In case you missed IBM’s CRM Chief Bill Payne’s return to blog-stardom during Part I, he discussed his vision for the creation of a “Chief Customer Officer” position within companies, who would report directly to the CEO.  In Part II, Bill discusses shifting mindsets, the impact of analytics and evolution of outcome-centric engagements impacting the marketing function…

Phil Fersht (HfS Research): Bill, with our next client summit dreamSource coming up in two months, the number one topic on the agenda that enterprise buyers have voted to talk about is “how to shift the corporate leadership mindset away from merely cost control to one of value creation”. Someone once said the definition of insanity is talking about the same problem in many different ways and always arriving at the same conclusion. How can we break this cycle, and is this something that you have seen with any of your clients?
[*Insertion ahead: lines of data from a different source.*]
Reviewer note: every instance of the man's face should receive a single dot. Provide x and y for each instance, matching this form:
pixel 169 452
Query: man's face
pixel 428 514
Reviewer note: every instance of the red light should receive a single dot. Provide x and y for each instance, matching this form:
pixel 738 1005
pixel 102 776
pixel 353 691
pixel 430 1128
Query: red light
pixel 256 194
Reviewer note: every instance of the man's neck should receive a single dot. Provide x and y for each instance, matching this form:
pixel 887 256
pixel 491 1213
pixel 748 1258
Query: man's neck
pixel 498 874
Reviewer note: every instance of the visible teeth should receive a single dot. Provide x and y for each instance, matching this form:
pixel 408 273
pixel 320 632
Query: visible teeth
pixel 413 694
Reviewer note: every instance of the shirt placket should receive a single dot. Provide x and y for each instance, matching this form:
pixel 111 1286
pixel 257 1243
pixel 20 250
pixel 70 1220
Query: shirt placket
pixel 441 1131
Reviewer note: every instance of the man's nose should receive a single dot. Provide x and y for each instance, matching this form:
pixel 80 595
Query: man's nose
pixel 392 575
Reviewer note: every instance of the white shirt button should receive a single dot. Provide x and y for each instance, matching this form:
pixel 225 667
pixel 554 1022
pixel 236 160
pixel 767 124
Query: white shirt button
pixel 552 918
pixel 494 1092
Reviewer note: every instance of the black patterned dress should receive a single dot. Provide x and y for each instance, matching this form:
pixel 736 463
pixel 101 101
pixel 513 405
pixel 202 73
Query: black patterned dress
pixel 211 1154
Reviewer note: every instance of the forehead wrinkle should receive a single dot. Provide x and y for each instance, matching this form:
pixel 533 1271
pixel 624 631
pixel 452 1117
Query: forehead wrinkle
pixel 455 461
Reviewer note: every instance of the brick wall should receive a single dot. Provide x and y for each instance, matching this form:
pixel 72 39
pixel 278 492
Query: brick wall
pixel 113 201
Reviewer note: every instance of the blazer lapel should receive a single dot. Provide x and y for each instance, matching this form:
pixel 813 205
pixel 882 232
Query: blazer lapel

Bill Payne is IBM's CRM Services lead

Bill Payne (IBM Global Services): This change in mindset can often involve a change of thinking at the top, and in some ways, I use that as evidence of why we do not have a chief customer officer. If you have everyone on the board of directors owning the customer, no one truly owns the customer. No one is truly driving the customer/consumer strategy. The CEO has a huge role in that, but in my view, you need someone with a different point of view, someone who really understands the change in generational behavior, change in technology, change in social, and actually injecting the organization with controversy and the reality around how the world is changing. I am not sure I see that in a lot of companies that they get it.  We have recently seen a major UK retailer go bust, Comet Group.  It had been doing well for many years, but one of the biggest drags to their development is that once they had ecommerce, it was not integrated with their bricks and mortar. Their customers rejected it because of the confusion between the costing and pricing on the website vs. stores, and their staff was not trained across the different platforms. It is a sharp reminder of the pitfalls of not integrating across all channels quickly.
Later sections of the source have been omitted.